Science - which was for centuries seen as debunking God - has now come full circle. There's plenty of room for God at the most advanced levels of our scientific development.
As we acquire more and more knowledge, the percent of what we don't know grows even larger. We realize the extent of our blindness. Lost in the dark, we know little by our own design.
Yes, you are free to believe that we are just the random accumulation of replicating particles that evolved through expanses of time to attain a brain capable of self reflection. In this view, there is no heaven or hell, just brief life and nothingness. There is no good or evil, no right or wrong, nothing of any consequence whatsoever other than momentary pleasure, if that. We are just ironic artifacts of replication, doomed to sparkle and die. There is no meaning, no hope, no future only an infinity of nothingness.

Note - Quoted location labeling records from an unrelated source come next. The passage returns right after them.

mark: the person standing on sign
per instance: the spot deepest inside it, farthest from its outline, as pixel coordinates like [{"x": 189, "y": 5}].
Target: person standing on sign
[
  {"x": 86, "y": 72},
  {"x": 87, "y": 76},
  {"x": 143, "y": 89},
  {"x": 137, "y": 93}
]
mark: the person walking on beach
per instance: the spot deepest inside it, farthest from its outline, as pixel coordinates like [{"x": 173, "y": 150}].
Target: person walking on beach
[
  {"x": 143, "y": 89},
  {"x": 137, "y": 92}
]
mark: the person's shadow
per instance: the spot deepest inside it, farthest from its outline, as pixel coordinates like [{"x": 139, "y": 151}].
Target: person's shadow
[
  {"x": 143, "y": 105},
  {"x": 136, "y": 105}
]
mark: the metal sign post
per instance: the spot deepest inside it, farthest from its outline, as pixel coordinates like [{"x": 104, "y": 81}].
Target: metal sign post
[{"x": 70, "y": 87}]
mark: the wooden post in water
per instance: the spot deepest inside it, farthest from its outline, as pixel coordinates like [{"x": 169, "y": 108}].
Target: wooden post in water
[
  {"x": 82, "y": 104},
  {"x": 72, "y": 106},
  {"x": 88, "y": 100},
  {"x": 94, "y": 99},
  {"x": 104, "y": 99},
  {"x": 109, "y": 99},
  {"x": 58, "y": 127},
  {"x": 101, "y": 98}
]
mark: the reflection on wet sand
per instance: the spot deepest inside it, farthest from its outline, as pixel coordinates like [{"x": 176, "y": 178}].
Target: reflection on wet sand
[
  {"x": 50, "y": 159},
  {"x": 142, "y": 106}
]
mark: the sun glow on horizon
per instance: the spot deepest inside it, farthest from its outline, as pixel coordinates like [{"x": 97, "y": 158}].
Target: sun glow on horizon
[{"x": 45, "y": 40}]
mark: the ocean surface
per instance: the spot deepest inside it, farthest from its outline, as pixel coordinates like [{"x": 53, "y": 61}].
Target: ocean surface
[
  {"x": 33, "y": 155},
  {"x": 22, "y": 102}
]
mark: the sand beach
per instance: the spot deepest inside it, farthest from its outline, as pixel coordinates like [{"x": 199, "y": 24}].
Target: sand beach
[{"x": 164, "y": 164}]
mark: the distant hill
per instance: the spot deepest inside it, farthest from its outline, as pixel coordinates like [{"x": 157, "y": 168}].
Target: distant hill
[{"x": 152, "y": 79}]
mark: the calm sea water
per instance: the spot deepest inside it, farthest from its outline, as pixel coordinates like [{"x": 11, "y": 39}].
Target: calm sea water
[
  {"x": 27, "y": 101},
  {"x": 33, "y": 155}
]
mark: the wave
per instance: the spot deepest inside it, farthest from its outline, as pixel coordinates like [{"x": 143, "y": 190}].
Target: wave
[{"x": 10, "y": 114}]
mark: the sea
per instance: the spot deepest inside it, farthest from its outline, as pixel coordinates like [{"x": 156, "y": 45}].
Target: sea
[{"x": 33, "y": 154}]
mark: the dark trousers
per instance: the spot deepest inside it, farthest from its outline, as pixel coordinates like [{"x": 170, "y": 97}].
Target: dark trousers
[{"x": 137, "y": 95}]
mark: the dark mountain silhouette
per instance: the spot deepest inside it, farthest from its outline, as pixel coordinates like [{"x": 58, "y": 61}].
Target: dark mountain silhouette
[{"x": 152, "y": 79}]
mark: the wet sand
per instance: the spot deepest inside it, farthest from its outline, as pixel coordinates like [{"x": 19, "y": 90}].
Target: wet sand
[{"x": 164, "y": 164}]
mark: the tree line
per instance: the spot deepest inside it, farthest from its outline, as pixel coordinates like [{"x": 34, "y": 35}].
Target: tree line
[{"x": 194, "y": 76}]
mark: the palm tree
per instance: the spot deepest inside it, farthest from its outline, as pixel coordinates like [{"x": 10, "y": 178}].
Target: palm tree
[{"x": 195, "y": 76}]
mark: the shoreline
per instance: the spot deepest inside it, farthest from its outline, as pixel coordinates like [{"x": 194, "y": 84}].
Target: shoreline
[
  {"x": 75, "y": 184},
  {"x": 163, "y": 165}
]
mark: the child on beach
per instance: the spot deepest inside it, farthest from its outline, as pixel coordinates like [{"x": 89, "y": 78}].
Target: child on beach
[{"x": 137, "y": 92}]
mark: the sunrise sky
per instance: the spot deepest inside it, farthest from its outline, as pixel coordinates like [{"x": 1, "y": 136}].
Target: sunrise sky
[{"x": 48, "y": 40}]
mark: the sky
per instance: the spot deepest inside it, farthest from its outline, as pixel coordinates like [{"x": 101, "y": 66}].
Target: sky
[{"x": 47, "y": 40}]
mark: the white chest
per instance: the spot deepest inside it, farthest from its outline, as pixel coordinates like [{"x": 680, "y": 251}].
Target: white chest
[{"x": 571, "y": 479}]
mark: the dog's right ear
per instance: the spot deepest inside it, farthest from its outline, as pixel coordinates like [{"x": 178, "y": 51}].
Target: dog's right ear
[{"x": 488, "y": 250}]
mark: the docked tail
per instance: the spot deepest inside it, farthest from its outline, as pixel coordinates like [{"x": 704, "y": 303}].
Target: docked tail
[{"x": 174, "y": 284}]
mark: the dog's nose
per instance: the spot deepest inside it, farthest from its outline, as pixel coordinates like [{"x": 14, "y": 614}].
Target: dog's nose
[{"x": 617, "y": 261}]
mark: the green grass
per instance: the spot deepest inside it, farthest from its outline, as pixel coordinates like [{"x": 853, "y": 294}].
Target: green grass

We are equally free to believe that every life is precious. That the world was created by a loving God who loved us so much that he sent his son to take our form and through this gain understanding into our dilemma, understanding that reconciled humanity with its creator through the unfathomable depth of Jesus Christ and the trinity. In this world-view, there is no despair, only hope for reconciliation and everlasting meaning. Every moment is precious, every smile forged forever in God's eternity. There is everlasting life. Our life is but the first step in a beautiful journey of reconciliation with God.
Don't look to science or human logic for guidance. That is a delusion. It is your choice.
I don't know about you, but option number two seems much more appealing to me. I choose faith.
Yes, I struggle daily with my faith. That is the human condition. We are not alone in this struggle. Everywhere are helping hands and heads and hearts. The Holy Spirit is like this vast reservoir of power, faith and strength just waiting to be tapped, but you must seek it.
I read a book this year by Nobel prize winning cosmologist George Smoot. Mr. Smoot was the driving force behind a huge project to discover the origin of the universe. It is a fascinating book. The project led the team to the wilds of the Antarctic and to the launch of a special instrument into outer space. The book is exciting, as any account of an exploration into uncharted territories should be.
However, I was totally unprepared for the final chapter, in which Smoot - the ultimate practical scientist - confessed that science had reached the end of the line.
Smoot wrote: Cosmology - through the marriage of astrophysics and particle physics - is showing that this complexity flowed from a deep simplicity as matter metamorphosed through phase transitions. Travel back in time through those phase transitions and we see an ever-greater simplicity and symmetry, with the fusion of the fundamental forces of nature and the transformation of particles to ever-more fundamental components. Go back further and we reach a point when the universe was nearly an infinitely tiny, infinitely dense concentration of energy, a fragment of primordial space-time. This increasing simplicity and symmetry of the universe as we near the point of creation gives me hope that we can understand the universe using the power of reason and philosophy.
Go back even further still, beyond the moment of creation - what then? What was there before the big bang? What was there before time began? Facing this, the ultimate question, challenges our faith in the power of science to find explanations of nature. The existence of a singularity - in this case the given, unique state from which the universe emerged - is anathema to science, because it is beyond explanation. There can be no answer to why such a state existed. Is this then where scientific explanation breaks down and God takes over, the artificer of that singularity, that initial simplicity?
George Smoot, the ultimate explorer, travelled to the point of creation and found God. If he can do that, we can all believe in the promise of Christianity. And Santa too!